I
Tatyana Markovna Lurie had just received the July number of "Russian Thought," and was in a flurry. She felt like devouring all the odd dozen of articles in the voluminous book at once; and the patience failing her to cut the leaves, she fell to prying between them on the rocking-chair which she had drawn up close to one of the two windows of the best room.
Altogether, the residence of the Luries consisted of three small uncarpeted and scantily furnished apartments, and occupied a fourth of the top floor of a veteran tenement house on Madison Street.
Ultimately, Tatyana Markovna settled on an extensive review of a new translation of Guy de Maupassant's stories. But here again she was burning to glance over the beginning, the middle, and the end of the article simultaneously. And so she sat, feverishly skipping and hopping over the lines, until a thought expressed by the critic, and which struck her as identical with one she had set forth in a recent discussion with her husband, finally fixed her attention and overspread her youthful little face with radiance. She was forerelishing her triumph when, upon Boris's return from work, she would show him the passage; for in their debate he had made light of her contention, and met her irresolute demurrer with the patronizing and slightly ironical tone which he usually took while discussing book questions with her.
But at the thought of Boris she suddenly remembered her soup, and growing pale she put the magazine aside, and darted into the semi-obscurity of the kitchen.
Tatyana, or Tanya, as her husband would fondly call her, was the daughter of a merchant and Hebrew writer in Kieff, who usually lost upon his literary ventures what he would save from his business. It was not long after she had graduated from one of the female gymnasiums of her native city that she met Boris Lurie, then a law student at the University of St. Vladimir.
He was far from being what Russian college girls would call "a dear little soul;" for he was tall and lank, awkwardly near-sighted, and rather plain of feature, and the scar over his left eyebrow, too, added anything but beauty to his looks. But for all that, the married young women of his circle voted him decidedly interesting.
Tanya was attracted by his authoritative tone and rough sort of impetuosity upon discussing social or literary topics; by his reputation of being one of the best-read men at the university, as well as a leading spirit in student "circles," and by the perfect Russian way in which his coal-black hair fell over his commanding forehead. As to him, he was charmed by that in her which had charmed many a student before him: the delicate freshness of her pink complexion, which, by the time we first find her in the Madison Street tenement, had only partially faded; the enthusiastic smile beaming from her every feature as she spoke; and the way her little nose, the least bit retroussé, would look upward, and her beautiful hazel eyes would assume a look of childlike curiosity, while she was listening to her interlocutor.

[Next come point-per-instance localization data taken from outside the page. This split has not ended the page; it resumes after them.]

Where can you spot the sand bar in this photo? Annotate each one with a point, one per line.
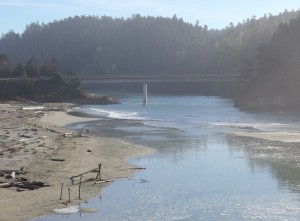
(283, 136)
(47, 141)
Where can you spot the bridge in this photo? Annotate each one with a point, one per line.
(145, 78)
(159, 78)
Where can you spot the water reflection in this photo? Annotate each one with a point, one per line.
(167, 141)
(281, 160)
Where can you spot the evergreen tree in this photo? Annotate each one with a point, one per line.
(31, 67)
(5, 68)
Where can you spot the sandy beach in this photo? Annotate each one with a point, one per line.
(34, 137)
(286, 137)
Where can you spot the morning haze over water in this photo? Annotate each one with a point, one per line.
(200, 171)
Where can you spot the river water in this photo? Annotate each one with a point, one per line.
(199, 171)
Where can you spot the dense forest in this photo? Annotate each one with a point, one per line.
(165, 46)
(42, 83)
(276, 85)
(142, 45)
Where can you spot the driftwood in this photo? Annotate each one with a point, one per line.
(93, 170)
(25, 136)
(54, 159)
(6, 185)
(17, 172)
(103, 181)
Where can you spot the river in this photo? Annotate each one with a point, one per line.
(199, 171)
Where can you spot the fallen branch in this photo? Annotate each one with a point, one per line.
(103, 181)
(93, 170)
(54, 159)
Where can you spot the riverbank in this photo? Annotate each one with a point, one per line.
(32, 136)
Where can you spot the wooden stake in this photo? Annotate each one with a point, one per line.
(62, 184)
(69, 192)
(79, 197)
(98, 177)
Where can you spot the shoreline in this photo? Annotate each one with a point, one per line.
(281, 136)
(46, 129)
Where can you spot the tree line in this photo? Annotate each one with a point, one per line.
(264, 51)
(142, 45)
(45, 82)
(275, 83)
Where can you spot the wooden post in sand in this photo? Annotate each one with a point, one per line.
(69, 192)
(79, 197)
(145, 94)
(62, 184)
(98, 177)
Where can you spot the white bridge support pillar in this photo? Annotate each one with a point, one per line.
(145, 94)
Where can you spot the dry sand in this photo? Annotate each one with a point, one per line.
(29, 139)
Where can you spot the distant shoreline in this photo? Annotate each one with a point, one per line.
(80, 154)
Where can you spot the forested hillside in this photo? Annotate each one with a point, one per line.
(143, 45)
(277, 83)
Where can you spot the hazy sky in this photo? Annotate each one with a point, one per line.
(16, 14)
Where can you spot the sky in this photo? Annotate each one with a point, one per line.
(216, 14)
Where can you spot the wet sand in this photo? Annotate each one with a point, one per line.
(287, 137)
(45, 140)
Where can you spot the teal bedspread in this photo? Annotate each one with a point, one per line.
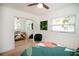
(44, 51)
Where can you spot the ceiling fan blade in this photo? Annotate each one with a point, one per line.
(45, 6)
(32, 4)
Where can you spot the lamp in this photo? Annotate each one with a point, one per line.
(40, 5)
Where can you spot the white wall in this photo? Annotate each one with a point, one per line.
(7, 25)
(70, 40)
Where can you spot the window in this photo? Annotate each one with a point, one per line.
(64, 24)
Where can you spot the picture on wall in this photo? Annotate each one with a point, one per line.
(43, 25)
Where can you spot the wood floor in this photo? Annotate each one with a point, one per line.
(20, 46)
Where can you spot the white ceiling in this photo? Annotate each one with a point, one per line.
(36, 11)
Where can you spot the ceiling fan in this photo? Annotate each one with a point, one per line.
(40, 5)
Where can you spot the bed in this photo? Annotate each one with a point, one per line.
(41, 50)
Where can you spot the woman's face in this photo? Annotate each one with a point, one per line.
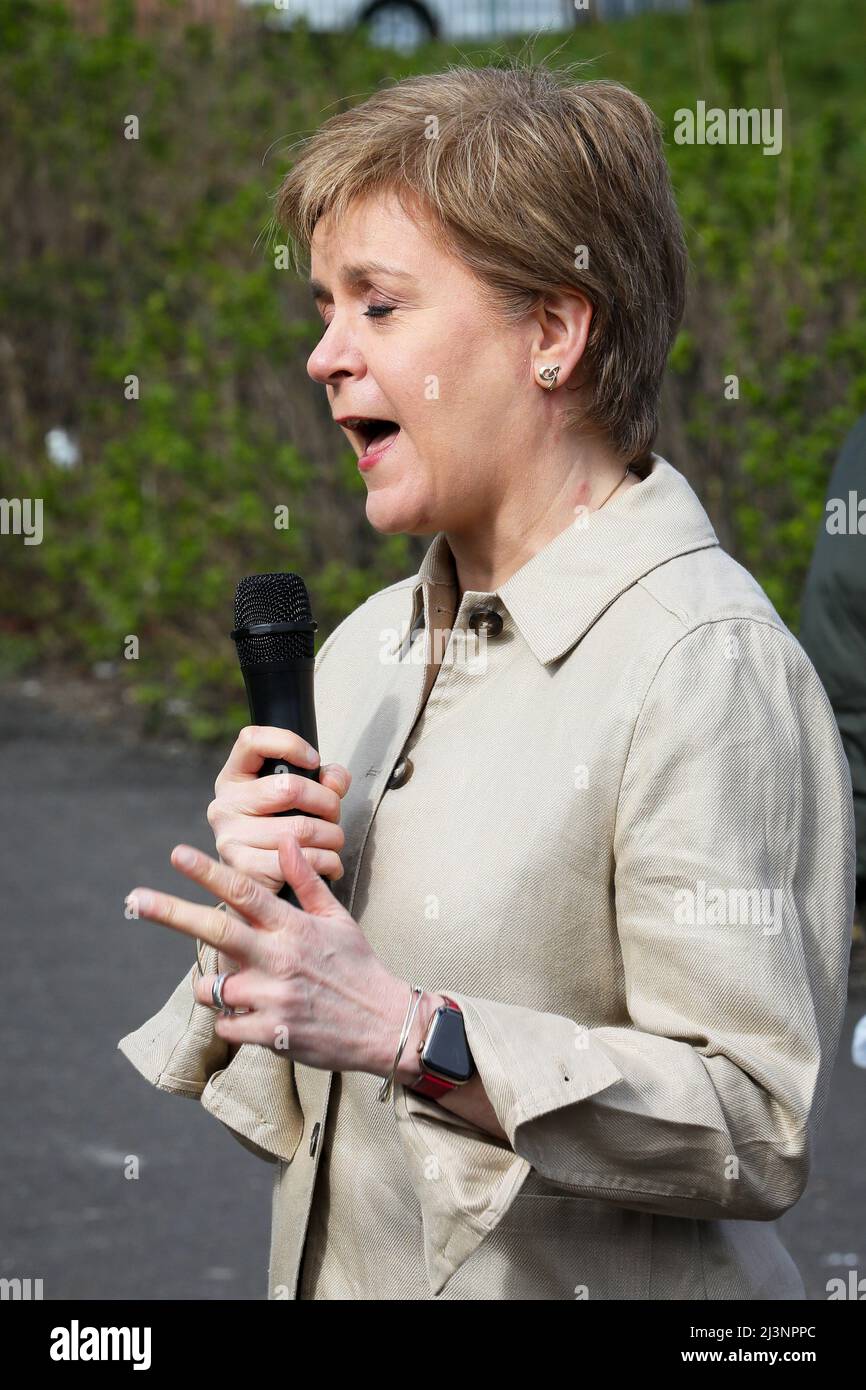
(409, 338)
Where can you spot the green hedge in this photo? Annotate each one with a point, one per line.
(152, 257)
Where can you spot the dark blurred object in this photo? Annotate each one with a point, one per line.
(833, 631)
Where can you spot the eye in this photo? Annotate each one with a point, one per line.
(378, 310)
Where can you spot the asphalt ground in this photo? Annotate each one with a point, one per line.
(89, 812)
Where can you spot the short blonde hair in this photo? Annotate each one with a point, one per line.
(515, 168)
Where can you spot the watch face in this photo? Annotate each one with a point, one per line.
(446, 1051)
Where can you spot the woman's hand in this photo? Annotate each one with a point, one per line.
(242, 813)
(307, 975)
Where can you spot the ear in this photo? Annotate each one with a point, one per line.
(310, 888)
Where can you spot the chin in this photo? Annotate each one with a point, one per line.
(394, 516)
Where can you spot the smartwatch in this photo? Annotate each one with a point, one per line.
(446, 1061)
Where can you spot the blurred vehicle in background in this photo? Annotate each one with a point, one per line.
(405, 24)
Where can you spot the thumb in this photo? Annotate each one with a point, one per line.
(310, 890)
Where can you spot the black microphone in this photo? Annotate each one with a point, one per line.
(274, 635)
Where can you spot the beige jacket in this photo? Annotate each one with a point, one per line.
(624, 844)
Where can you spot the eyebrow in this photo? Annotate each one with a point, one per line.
(352, 275)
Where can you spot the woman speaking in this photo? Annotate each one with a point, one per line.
(566, 1025)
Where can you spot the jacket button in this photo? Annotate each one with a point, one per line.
(401, 773)
(485, 620)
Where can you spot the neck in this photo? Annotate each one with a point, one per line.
(533, 514)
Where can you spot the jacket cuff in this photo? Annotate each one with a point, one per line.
(464, 1178)
(253, 1096)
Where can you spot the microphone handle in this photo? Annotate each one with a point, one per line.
(281, 695)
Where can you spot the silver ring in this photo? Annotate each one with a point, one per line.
(217, 993)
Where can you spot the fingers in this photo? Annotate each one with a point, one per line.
(209, 925)
(278, 791)
(337, 776)
(266, 833)
(313, 894)
(242, 990)
(255, 742)
(263, 865)
(218, 929)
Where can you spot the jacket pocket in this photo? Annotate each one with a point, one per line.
(574, 1247)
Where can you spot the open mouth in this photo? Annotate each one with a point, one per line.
(371, 432)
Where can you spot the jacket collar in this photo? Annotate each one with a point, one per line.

They were married immediately after his graduation, with the intention of settling in Kremenchug, where he had every prospect of a large practice. But when he presented himself for admission to the bar, as a "private attorney," he encountered obstacle after obstacle. He tried another district, but with no better success. By that time it had become clear that the government was bent upon keeping the Jews out of the forensic profession, although it had not officially placed it upon the list of vocations proscribed to their race.
After a year of peregrination and petitioning he came, a bundle of nerves, to Jitomir to make a last attempt in the province of Volyn.
A high judiciary officer who received him rather politely, made, in the course of their interview, the semi-jocular remark that the way to the bar lay through the baptismal font.
"Villain!" Lurie thundered, his fists clenched and his eyes flashing.
Luckily the functionary was a cool-headed old man who knew how to avoid unsavory publicity. And so, when Lurie defiantly started to stalk out of the room, he was not stopped.
A month or two later, Boris and Tanya arrived in New York.